Les critiques qui ont étudié ce sujet ont insisté principalement sur
les différences. Celles-ci sont assurément considérables; toutefois,
il nous paraît utile, avant de nous y arrêter à notre tour, de noter
ici et d'affirmer de la façon la plus catégorique qu'évangiles
synoptiques et 4 e évangile dérivent incontestablement de la même
tradition; que leur but, aux uns et aux autres, est de fournir la
preuve que Jésus de Nazareth est bien le Messie promis et attendu;
qu'ils dépeignent sous les mêmes couleurs sa carrière à la fois
tragique et glorieuse, le montrent accomplissant les mêmes oeuvres,
éveillant les mêmes espoirs et provoquant les mêmes haines, entouré
des mêmes disciples et se heurtant aux mêmes adversaires, trahi par
Judas, renié par Pierre, condamné par le sanhédrin, livré par Pilate,
mis en croix entre deux malfaiteurs, ressuscité à l'aube du troisième
jour et élevé à la droite du Père. Pas un mot n'autorise à penser que
les auteurs des évangiles synoptiques et les milieux qu'ils
représentaient aient pris à l'égard de Jésus une autre attitude et
attendu de lui d'autres bienfaits que le croyant ou le groupe de
croyants auxquels nous devons le 4 e évangile. Mais, une fois ceci
noté et noté comme la chose essentielle, force nous est de convenir
qu'il existe entre les Synoptiques et le 4 e évangile des divergences
nombreuses et importantes sur lesquelles il serait vain de chercher à
faire le silence. Il ressort déjà très nettement de l'exposé que nous
avons donné du contenu du 4 e évang, que le plan de celui-ci est
tout autre que celui des Synoptiques; tandis que ceux-ci visent à
donner une vue d'ensemble du ministère de Jésus, le 4 e évang, s'est
borné à recueillir un certain nombre de traits caractéristiques, de
préférence étrangers à la narration synoptique, et particulièrement
propres à illustrer le thème énoncé dans le prologue et dont la
démonstration est le but même de l'évangile.

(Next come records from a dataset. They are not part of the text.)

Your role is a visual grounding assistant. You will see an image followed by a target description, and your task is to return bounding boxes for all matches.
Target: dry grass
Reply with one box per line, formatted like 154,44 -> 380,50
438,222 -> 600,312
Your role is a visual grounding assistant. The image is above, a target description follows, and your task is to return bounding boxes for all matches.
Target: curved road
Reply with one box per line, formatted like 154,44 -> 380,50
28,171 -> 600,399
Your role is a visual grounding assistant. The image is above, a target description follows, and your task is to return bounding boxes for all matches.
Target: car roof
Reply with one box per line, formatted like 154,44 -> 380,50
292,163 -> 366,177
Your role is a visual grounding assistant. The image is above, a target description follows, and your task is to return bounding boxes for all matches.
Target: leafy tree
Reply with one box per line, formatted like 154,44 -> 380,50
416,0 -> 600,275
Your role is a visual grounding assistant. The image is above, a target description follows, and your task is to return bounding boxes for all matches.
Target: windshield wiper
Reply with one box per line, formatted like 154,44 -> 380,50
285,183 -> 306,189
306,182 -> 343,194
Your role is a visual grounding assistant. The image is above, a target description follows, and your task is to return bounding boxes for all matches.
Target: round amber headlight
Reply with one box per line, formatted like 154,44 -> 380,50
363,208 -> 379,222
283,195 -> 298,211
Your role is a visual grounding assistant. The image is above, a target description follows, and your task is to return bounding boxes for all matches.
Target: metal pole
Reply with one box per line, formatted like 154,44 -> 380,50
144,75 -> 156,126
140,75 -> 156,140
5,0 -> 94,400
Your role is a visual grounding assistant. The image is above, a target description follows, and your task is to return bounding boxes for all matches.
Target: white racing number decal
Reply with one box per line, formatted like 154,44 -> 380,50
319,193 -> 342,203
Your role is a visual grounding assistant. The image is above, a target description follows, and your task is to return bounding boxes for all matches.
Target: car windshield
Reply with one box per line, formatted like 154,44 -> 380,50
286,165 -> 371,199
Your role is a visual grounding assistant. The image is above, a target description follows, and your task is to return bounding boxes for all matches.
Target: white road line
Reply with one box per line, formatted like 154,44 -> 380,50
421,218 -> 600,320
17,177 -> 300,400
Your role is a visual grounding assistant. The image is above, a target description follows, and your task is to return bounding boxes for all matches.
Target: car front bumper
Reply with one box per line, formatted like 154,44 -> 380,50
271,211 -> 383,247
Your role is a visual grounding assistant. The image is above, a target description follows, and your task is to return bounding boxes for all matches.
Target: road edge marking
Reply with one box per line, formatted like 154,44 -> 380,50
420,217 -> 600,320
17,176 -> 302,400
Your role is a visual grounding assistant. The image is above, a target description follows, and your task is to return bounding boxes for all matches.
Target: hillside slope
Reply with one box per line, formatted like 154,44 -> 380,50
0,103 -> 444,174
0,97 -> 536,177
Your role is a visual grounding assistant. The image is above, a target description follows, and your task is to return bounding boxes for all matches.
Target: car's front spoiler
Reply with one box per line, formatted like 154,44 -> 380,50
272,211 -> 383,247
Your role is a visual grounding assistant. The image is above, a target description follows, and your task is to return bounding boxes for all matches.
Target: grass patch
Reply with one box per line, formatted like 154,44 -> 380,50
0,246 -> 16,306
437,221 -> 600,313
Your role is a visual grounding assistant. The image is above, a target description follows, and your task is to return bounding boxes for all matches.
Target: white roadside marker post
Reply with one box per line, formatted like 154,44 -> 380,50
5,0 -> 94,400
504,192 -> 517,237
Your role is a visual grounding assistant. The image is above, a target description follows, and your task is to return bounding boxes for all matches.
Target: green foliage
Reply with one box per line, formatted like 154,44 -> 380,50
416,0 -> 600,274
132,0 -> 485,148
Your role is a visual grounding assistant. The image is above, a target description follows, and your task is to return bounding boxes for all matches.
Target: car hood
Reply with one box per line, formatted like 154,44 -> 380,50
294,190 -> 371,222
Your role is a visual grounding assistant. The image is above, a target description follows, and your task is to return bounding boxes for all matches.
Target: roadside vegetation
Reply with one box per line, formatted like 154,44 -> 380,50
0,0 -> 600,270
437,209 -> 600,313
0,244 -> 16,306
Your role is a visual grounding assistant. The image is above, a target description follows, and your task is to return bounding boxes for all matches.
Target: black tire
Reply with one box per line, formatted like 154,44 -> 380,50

Mais cette différence de
méthode, si frappante qu'elle soit, ne suffirait pas, à elle seule, à
créer une grosse difficulté et ce sont d'autres constatations, plus
embarrassantes, qui ont donné naissance à ce que l'on appelle le
problème johannique. Les différences que nous allons passer en
revue peuvent se répartir en deux groupes. Elles portent, les unes
sur le tableau que trace le 4 e évangile du ministère de Jésus, sur
la durée qu'il lui assigne, sur le théâtre géographique qu'il lui
attribue, sur le caractère de certains faits et sur la date à
laquelle ces faits sont placés; les autres sur le portrait qu'il
trace de Jésus et sur la description qu'il fait de ses méthodes
d'enseignement et d'action.

1.

LE MINISTERE DE JESUS,

(a) Théâtre géographique et durée. A s'en tenir à
l'impression générale créée par les Synoptiques, l'activité de Jésus
aurait été une activité exclusivement galiléenne et son ministère, à
l'occasion duquel ils ne font mention que d'une seule fête de Pâque,
celle-là même qui fut marquée par sa mort, n'aurait duré que quelques
mois, huit à dix tout au plus. D'après le 4 e évangile, au contraire,
l'activité de Jésus se serait déroulée en Judée tout autant qu'en
Galilée; en tout cas, il aurait fait plusieurs séjours à Jérusalem ou
dans les environs, et certains de ces séjours sembleraient avoir duré
des semaines et même des mois. D'autre part, le 4 e évangile, qui
mentionne expressément trois fêtes de Pâque, assigne par ce fait même
au ministère de Jésus une durée de deux ans et quelques semaines. Il
était même de mode autrefois de parler de trois ans et demi; mais on
s'accorde aujourd'hui à donner la préférence, dans le passage Jn
5:1, à la leçon: une fête des Juifs, plutôt qu'à celle du
«texte reçu»: la fête des Juifs, qui faisait penser à la Pâque
(pour ce point de vue, voir la carte n° 5 des voyages de Jésus, pl.
V); en outre, il est manifestement exagéré, au vu du langage très
précis de Jn 2:12, de postuler un ministère de cinq à six mois
pour rendre compte des faits qui précédèrent la Pâque de Jn
2:13; une période de quelques semaines, mettons deux mois, y suffit
amplement. Nous n'avons pas à rechercher, en ce moment, si sur ces
deux points il convient de donner la préférence à la tradition
johannique ou à ce qui paraît être la tradition synoptique; nous
constatons simplement l'écart des deux traditions.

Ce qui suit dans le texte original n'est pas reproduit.